Composite Room Types: Deriving Availability from Source Rooms
What Are Composite Room Types?
Not every room type in a hotel corresponds to a single physical room. Some room types are composites — they are assembled from one or more source room types according to a recipe. A common example is a Family Suite that consists of one King Room and one Twin Room connected by an adjoining door. The hotel does not have a separate inventory of Family Suites; instead, each Family Suite consumes one unit from each source type.
AvailVia handles composite room types as a first-class concept in the availability pipeline. Rather than requiring hotel administrators to manually calculate derived availability, the system automatically resolves composite availability at Stage 1.5, right after visibility windows are applied and before any downstream business rules take effect.
The Derivation Formula
The availability of a composite room type is determined by its most constrained source. If a Family Suite requires 1 King Room and 2 Twin Rooms, and there are 10 King Rooms available but only 7 Twin Rooms, the derived availability is:
derived = min(
floor(kingAvail / unitsRequired), // floor(10 / 1) = 10
floor(twinAvail / unitsRequired) // floor(7 / 2) = 3
)
// derived = min(10, 3) = 3
The result is then capped at the composite's configured maximum units. If the Family Suite has a compositeMaxUnits of 5, and the derived value is 3, the final derived availability is 3. If the derived value were 8, it would be capped at 5.
Dedicated Inventory Plus Derived
A composite room type can also have its own dedicated physical inventory. If the hotel has 2 actual Family Suite rooms in addition to the ability to assemble more from source rooms, the total availability is the sum of dedicated inventory and derived availability:
total = ownRoomCount + derived
// total = 2 + 3 = 5
This flexibility allows hotels to model both purpose-built suites and on-demand configurations within the same system. When the derived value is zero — because one or more source rooms are unavailable — the composite still shows its dedicated inventory.
Pipeline Behavior
Composite room types interact with the availability pipeline in specific ways that are important to understand. They skip two stages that apply only to physical room types:
-
Overbooking Cascade (Stage 2): Composites do not participate in cascade chains. Since their availability is derived from source rooms, cascading would double-count inventory. Only physical room types cascade.
-
Negative Closure Calculation (Stage 5): Composites are excluded from the hotel-wide availability calculation that determines whether a date should be closed. Including them would inflate the count with derived numbers and distort the closure threshold.
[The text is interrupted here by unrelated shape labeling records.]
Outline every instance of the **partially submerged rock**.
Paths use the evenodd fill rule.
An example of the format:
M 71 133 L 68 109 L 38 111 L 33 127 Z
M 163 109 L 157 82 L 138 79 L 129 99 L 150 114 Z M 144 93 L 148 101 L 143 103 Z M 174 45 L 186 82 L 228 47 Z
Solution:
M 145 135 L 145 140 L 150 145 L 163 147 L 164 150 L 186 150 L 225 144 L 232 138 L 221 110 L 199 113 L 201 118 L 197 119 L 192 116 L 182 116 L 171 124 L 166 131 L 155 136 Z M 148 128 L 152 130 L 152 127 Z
All other stages — display rules, agent allocation, availability labels, and the zero floor — apply to composites just as they do to physical room types.
When to Use Composites
Composite room types are most useful when a hotel offers configurable accommodations. Here are a few scenarios where they shine:
Adjoining rooms. Two standard rooms connected by a door become a family or group option. The composite tracks how many pairs are possible without manual intervention.
Suite configurations. A premium suite that requires a bedroom unit and a living area unit. As either source is sold, the suite availability decreases automatically.
Accessible combinations. An accessible room package that combines a wheelchair-accessible room with a companion room. The composite ensures both are available before showing the package.
Constraints and Limitations
There are a few rules that govern composite room types in v1 of the platform. Composites cannot be sources for other composites — there is no nesting. Each composite's derived availability is calculated independently, meaning two composites that share a source room do not deduct from each other. This keeps the calculation predictable and avoids complex dependency graphs. Finally, when any source room type has negative or zero availability, the derived component drops to zero, but the composite's own dedicated inventory is preserved.
Understanding composite room types is essential for hotels that offer flexible configurations. By letting the system derive availability automatically, chain administrators can focus on setting business rules rather than manually tracking which combinations are possible on any given day.